If you're doing new development and not opposed to using C++, I recommend xsimd, which provides a higher-level interface to architecture-specific SIMD instructions: https://github.com/xtensor-stack/xsimd
Not sure where you got that from... xsimd will detect your instruction set automatically. Do you mean that if you're distributing a single binary then you'll need to compile for the lowest common denominator?
If so, that's not necessarily true either. A few patterns exist here. One is what the intel compilers do where you conditionally call variants of a function based on the instruction set. Another is to compile SIMD-accelerated functionality into shared libs that are dynamically loaded at launch based on the instruction set.
> Not sure where you got that from... xsimd will detect your instruction set automatically. Do you mean that if you're distributing a single binary then you'll need to compile for the lowest common denominator?
No, what I mean is that since xsimd is an abstraction layer you can't really use the "full" ISA extension; you're limited to composing operations based on a simpler subset that is supported across multiple architectures.
For example, consider `_mm_maddubs_epi16`, which is a favorite example of mine because it's so specific… I honestly have no idea when this is useful, but I'm sure Intel had a particular use case in mind when they added it. It adds a 8-bit signed integer to an unsigned 8-bit integer, producing a signed 16-bit integer result for each lane. Then it performs saturated addition on each horizontal pair and returns the result.
Now I'm not that familiar with xsimd's API, but I can't imagine they have a single function that does all that. It's much more likely that you have to call a few functions in xsimd; maybe one for each input to widen to 16 bits, then at least one addition. For pairwise addition there might be a function, if not you'll need some shuffles to extract the even and odd values. Then perform saturated addition on those, which [isn't supported by xsimd](https://github.com/xtensor-stack/xsimd/issues/314), so you'll need a couple of comparisons and blends to implement that.
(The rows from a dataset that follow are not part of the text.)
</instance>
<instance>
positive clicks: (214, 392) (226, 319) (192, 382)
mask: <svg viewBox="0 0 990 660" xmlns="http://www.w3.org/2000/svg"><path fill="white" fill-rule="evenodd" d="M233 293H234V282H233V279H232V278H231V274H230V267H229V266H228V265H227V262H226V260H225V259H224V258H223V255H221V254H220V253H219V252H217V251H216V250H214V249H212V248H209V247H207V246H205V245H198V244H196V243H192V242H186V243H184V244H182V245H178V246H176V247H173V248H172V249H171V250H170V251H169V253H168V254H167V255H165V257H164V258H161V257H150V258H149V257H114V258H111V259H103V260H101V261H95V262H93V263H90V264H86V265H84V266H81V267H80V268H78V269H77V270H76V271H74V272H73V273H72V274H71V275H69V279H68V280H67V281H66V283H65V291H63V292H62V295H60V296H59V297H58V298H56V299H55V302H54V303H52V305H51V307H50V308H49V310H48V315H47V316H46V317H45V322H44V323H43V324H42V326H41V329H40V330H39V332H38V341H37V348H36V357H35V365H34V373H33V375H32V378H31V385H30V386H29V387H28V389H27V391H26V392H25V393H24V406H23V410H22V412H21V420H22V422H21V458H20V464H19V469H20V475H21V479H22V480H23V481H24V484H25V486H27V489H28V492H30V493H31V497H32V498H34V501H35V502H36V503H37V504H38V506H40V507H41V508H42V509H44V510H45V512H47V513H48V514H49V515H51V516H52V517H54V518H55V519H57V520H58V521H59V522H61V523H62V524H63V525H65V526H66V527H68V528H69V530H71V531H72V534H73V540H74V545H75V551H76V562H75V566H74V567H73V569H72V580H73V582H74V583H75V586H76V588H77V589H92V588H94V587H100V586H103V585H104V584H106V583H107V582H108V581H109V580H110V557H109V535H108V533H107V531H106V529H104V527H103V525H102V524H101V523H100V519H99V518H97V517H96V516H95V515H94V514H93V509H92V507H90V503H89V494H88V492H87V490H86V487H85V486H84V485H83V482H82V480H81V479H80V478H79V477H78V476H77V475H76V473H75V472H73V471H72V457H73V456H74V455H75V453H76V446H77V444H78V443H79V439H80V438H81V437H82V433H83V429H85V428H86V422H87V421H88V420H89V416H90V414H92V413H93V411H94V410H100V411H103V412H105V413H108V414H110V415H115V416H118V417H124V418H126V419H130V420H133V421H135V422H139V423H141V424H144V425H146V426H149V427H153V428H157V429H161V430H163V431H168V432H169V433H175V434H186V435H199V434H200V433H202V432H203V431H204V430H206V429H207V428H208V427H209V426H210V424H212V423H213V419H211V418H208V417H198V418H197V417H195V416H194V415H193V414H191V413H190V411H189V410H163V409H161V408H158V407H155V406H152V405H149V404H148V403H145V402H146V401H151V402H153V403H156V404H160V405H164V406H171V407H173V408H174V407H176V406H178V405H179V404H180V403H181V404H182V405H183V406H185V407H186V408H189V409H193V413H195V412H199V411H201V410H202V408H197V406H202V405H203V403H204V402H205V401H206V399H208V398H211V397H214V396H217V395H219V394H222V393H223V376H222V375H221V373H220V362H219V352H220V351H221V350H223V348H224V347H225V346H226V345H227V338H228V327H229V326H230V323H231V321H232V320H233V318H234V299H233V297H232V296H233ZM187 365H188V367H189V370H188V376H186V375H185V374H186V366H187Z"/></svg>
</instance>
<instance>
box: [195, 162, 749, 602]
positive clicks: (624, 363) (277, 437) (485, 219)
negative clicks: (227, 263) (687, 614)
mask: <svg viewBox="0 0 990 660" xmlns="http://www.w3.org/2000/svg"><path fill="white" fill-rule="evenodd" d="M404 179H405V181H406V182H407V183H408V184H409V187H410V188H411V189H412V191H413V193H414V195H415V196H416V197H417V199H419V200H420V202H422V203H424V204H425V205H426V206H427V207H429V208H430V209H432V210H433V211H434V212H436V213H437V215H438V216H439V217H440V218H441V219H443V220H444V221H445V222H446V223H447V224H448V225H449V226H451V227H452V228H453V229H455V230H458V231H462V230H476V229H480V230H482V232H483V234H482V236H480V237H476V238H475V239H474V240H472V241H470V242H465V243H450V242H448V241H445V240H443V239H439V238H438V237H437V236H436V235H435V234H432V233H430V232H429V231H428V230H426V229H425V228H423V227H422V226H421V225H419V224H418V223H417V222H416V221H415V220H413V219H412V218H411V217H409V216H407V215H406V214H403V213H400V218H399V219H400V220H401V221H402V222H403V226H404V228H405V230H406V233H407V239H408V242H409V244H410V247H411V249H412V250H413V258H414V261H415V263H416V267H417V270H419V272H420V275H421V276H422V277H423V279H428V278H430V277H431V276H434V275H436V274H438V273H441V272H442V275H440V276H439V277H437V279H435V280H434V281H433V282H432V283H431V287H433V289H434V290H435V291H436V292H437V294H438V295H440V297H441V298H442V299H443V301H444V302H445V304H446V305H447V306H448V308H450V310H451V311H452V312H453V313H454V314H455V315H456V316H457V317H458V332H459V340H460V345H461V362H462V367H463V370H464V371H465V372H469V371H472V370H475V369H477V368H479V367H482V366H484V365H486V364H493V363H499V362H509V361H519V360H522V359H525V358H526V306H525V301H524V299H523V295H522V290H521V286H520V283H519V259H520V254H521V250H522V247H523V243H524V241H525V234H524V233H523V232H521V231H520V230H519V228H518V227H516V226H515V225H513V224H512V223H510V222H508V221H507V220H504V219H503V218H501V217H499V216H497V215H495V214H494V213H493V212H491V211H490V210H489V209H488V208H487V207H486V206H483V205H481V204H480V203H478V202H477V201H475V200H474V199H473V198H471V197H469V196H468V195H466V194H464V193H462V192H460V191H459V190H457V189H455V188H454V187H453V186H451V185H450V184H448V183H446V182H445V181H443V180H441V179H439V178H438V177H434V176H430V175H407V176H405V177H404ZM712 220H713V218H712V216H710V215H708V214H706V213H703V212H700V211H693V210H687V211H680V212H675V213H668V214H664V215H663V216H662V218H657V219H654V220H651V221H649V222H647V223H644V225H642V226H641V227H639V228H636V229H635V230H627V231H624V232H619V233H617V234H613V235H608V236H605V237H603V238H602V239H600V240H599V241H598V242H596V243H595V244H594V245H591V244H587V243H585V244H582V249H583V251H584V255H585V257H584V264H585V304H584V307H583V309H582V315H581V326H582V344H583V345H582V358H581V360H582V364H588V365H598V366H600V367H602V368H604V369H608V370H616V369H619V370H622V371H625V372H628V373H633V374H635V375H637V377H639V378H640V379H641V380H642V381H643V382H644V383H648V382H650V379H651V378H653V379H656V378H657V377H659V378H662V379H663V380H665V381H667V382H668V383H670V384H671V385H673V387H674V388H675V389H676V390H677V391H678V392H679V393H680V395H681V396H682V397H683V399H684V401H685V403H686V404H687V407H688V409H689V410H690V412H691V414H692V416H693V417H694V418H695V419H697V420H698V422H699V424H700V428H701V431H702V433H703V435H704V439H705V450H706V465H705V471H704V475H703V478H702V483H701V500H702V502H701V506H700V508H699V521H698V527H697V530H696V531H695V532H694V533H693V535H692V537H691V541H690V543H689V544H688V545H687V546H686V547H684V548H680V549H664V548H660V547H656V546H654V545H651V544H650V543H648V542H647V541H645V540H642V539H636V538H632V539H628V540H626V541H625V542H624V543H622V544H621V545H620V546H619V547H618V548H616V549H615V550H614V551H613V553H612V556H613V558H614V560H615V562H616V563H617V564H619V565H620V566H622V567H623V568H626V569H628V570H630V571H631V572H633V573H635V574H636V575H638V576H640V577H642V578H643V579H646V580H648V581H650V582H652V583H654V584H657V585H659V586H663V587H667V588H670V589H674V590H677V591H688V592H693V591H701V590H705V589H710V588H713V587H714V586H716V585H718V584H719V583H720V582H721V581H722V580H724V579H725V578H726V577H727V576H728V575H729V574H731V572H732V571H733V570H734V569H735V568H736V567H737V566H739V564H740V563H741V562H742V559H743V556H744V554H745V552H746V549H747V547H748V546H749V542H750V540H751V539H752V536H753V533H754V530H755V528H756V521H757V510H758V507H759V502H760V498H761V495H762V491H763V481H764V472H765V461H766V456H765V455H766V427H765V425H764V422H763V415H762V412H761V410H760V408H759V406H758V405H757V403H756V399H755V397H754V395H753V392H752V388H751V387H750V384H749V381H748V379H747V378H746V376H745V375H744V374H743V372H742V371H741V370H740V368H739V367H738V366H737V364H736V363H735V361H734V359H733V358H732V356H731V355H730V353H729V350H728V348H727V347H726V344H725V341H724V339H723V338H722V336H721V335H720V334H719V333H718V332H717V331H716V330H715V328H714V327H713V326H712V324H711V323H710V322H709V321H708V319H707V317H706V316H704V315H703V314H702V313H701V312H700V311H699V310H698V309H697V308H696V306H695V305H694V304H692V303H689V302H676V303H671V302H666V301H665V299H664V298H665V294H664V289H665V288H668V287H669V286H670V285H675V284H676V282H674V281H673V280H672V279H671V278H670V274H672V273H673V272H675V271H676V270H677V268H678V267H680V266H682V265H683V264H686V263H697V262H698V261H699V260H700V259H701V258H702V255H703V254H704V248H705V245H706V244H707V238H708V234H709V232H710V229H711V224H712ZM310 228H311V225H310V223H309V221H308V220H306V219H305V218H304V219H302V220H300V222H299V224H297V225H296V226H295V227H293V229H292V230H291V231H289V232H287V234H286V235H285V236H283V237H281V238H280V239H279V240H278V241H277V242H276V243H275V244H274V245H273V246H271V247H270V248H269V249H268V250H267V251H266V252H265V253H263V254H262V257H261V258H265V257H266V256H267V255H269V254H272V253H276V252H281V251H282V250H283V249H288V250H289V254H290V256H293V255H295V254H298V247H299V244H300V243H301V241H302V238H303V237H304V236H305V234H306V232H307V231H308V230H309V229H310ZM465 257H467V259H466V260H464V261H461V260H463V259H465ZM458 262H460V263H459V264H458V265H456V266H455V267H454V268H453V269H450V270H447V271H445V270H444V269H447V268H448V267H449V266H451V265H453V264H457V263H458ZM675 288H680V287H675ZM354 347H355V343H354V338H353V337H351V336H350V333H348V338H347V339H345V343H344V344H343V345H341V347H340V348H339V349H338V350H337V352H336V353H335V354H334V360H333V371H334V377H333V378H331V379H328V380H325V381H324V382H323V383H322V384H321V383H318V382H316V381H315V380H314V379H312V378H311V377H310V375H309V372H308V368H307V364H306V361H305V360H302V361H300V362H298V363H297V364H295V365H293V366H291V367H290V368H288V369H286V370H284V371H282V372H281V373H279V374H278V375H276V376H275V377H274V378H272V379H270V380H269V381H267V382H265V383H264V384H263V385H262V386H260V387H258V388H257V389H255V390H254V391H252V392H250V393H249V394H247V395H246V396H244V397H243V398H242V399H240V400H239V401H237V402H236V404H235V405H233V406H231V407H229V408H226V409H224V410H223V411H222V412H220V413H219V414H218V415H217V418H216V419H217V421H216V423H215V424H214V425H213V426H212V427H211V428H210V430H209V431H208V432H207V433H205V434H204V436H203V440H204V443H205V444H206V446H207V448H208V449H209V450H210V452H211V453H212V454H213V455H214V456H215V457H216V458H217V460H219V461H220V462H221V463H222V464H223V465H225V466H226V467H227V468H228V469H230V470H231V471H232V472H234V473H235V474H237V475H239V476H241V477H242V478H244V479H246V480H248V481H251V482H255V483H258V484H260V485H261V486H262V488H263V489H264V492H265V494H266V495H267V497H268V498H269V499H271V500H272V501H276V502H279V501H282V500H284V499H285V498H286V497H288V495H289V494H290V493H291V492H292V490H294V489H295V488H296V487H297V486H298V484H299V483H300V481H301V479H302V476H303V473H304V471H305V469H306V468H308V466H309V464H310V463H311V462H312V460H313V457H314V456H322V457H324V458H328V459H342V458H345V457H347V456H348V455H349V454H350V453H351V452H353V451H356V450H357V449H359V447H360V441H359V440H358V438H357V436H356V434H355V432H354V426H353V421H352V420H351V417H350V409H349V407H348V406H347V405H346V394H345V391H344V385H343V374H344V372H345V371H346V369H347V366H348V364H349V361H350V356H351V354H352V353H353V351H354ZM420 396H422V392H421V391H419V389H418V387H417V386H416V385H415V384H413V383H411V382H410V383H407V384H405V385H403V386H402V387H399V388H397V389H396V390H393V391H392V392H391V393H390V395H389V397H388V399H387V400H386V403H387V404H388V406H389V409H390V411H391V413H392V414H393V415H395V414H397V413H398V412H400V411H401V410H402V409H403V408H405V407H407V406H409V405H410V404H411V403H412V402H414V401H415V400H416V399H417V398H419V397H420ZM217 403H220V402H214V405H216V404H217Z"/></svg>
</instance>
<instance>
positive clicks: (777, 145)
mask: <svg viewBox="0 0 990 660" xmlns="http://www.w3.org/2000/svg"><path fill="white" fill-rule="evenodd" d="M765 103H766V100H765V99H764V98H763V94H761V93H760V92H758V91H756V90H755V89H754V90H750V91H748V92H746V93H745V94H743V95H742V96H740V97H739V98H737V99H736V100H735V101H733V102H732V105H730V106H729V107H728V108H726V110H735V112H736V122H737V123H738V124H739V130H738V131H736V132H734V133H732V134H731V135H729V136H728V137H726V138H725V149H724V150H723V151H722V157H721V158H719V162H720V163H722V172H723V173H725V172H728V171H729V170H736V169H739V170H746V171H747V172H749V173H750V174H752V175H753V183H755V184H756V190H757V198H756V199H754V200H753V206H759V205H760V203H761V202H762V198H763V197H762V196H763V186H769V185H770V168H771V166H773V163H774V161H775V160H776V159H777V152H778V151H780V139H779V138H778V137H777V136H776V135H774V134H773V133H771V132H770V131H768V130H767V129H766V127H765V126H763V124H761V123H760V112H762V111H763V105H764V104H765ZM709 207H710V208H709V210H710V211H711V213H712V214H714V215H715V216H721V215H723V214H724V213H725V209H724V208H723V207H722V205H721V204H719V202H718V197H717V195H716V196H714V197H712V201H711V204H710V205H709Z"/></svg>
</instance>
That's basically what we have to to in SIMDe in the fallback code; I don't have a problem with that at all. However, even if you're targeting SSSE3 xsimd it's pretty unlikely xsimd will be able to fuse that into a single `_mm_maddubs_epi16`.
OTOH, in SIMDe we can also add optimized implementations of various functions, and `_mm_maddubs_epi16` is no exception. There is already an AArch64 implementation which should be pretty fast, and a ARMv7 NEON implementation which isn't too bad.
With SIMDe what you get isn't the lowest common denominator of functionality, it's the union of everything that's available. SIMDe's `_mm_maddubs_epi16` may not be any faster than xsimd if you're not targeting SSSE3, but if you are targeting SSSE3 or greater SIMDe is going to be a lot faster.
SIMDe's approach isn't without drawbacks, of course. For one, it can be hard to know whether a particular function will be fast or slow on a given architecture, whereas lowest-common-denominator libraries will pretty much be fast everywhere but functionality will be a bit more basic. It's also a lot more work… there are around 6500 SIMD functions in x86 alone, and IIRC NEON is at around 2500.
SIMDe is sort of the reverse: running existing code using SIMD intrinsics of platform A (e.g., Intel SSE) on another platform B (e.g., ARM). It's a great boon for portability of existing SIMD code.
+1 to xsimd. It's part of the amazing xtensor ecosystem and makes writing SIMD-accelerated C++ dead simple (though if you're doing lin alg stuff just use xtensor).